Qui dit crise, dit attention du public, ce qui amène des nouvelles pour les médias. La crise linguistique du gouvernement Ford a attiré les médias francophones et anglophones à travers le Canada. Plus près d’ici, les allégations de fraude à la FÉUO ainsi que les événements qui ont suivi cette crise ont même su attirer l’attention de gros médias comme Radio-Canada ou l’Ottawa Citizen. Ces incidences ont aussi occupé l’actualité de La Rotonde et du Fulcrum pendant plusieurs mois.

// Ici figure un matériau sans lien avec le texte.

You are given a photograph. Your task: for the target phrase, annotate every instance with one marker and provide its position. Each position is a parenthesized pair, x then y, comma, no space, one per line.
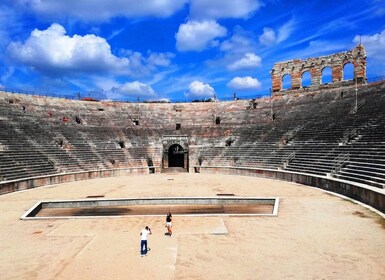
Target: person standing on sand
(143,241)
(168,224)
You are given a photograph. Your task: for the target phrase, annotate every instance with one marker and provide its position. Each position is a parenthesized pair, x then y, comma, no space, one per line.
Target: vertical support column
(185,161)
(336,73)
(359,62)
(316,76)
(276,80)
(296,80)
(165,159)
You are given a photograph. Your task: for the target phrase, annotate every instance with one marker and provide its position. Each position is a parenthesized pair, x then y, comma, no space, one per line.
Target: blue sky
(175,49)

Les médias dans SNC-Lavalin
Des médias tels que le National Post, Le Journal de Montréal et plusieurs autres ont réservé leurs une de journaux au scandale SNC-Lavalin. Il y a aussi eu des émissions spéciales à Radio-Canada qui a réservé du temps d’antenne pour discuter des développements des derniers jours. Pour Marcel A. Chartrand, professeur à l’Université d’Ottawa, spécialisé en gestion de crise, le modèle économique journalistique force parfois les médias à accorder beaucoup de temps aux scandales. « Les médias ont tout intérêt à prolonger une crise, car cela vend des papiers et des cotes d’écoute. Ils ne seront jamais satisfaits, car ils veulent aller au-delà des choses en soulevant des questions, ce qui va augmenter la crise et sa durée », explique-t-il.
Cette crise du gouvernement et de la multinationale québécoise fait beaucoup de bruit, car elle implique un élément important : le pouvoir juridique. Malgré les apparences, les experts s’accordent pour dire qu’il s’agit plus d’une crise politique que constitutionnelle.

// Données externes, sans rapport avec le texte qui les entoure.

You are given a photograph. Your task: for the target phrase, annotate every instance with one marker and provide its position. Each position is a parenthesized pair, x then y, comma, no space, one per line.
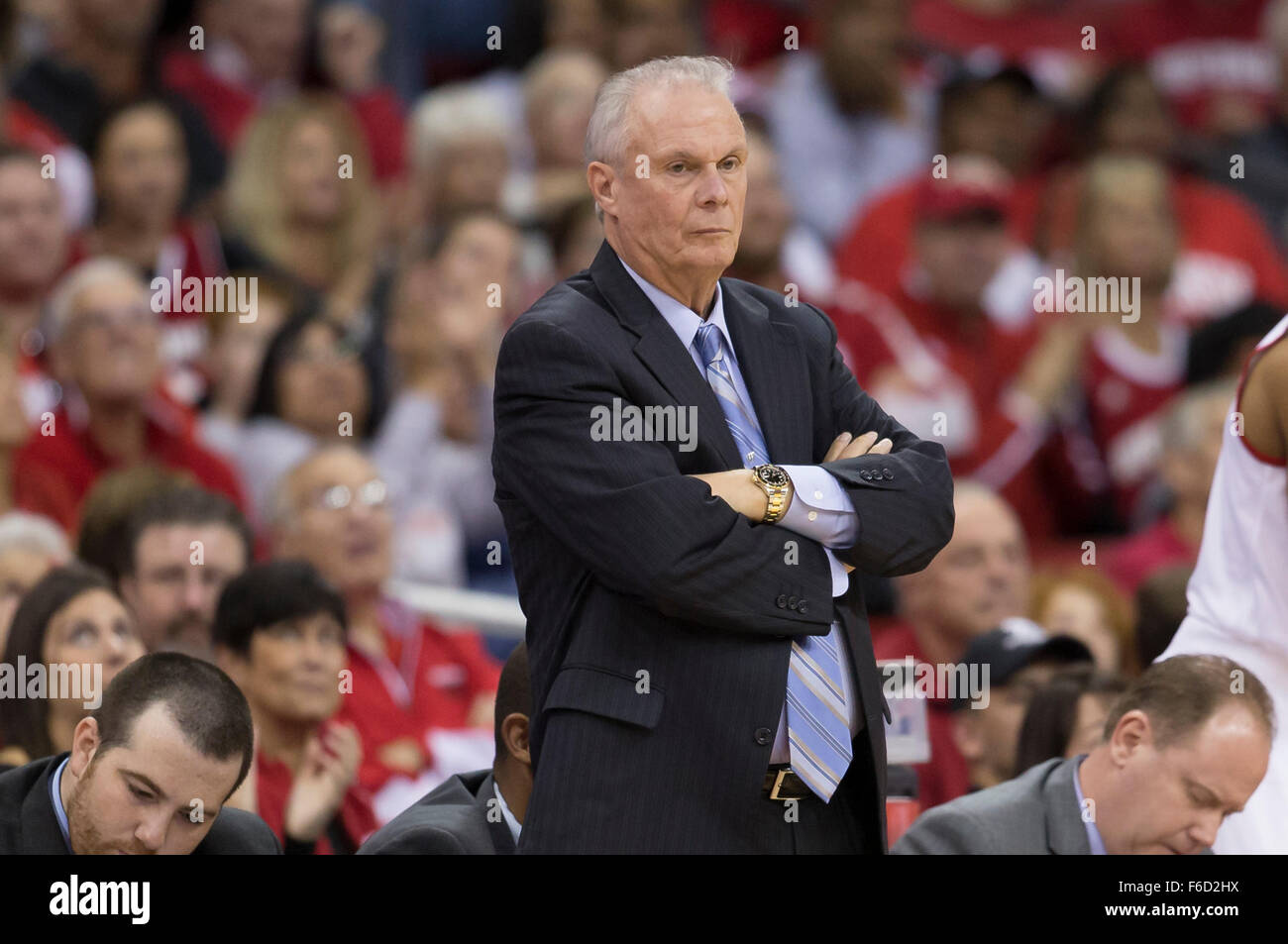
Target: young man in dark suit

« Pour moi, c’est une crise politique. Je sais que certains estiment que l’indépendance de notre système judiciaire a été touchée par le gouvernement, mais je ne partage pas cette opinion », croit Benoît Pelletier, juriste, ancien homme politique et professeur à l’Université d’Ottawa.
Les scandales et l’attention médiatique
Une crise commence souvent par la révélation de comportements ou de faits non acceptables aux yeux du public ou de la loi. Mais quel est le rôle des médias dans des situations comme la corruption dans la FÉUO ou encore quand il s’agit d’allégations de collusion entre Donald Trump et la Russie ? « Les médias doivent révéler les non-dits qui sont soulevés par les entreprises ou les partis impliqués dans une crise. C’est en soulevant ces non-dits que l’on pousse une crise, car on n’en sait toujours pas assez », ajoute Chartrand. Dans certaines situations, ils vont pousser la nouvelle pour les bonnes raisons, comme dans le cas de SNC-Lavalin. « C’est difficile de dire que les médias accordent trop d’importance à un enjeu qui est aussi important que de savoir si le pouvoir juridique est à l’abri du pouvoir politique », juge Marc-François Bernier, professeur spécialisé dans l’étude du journalisme. « Ils ont raison de pousser la nouvelle », ajoute-t-il.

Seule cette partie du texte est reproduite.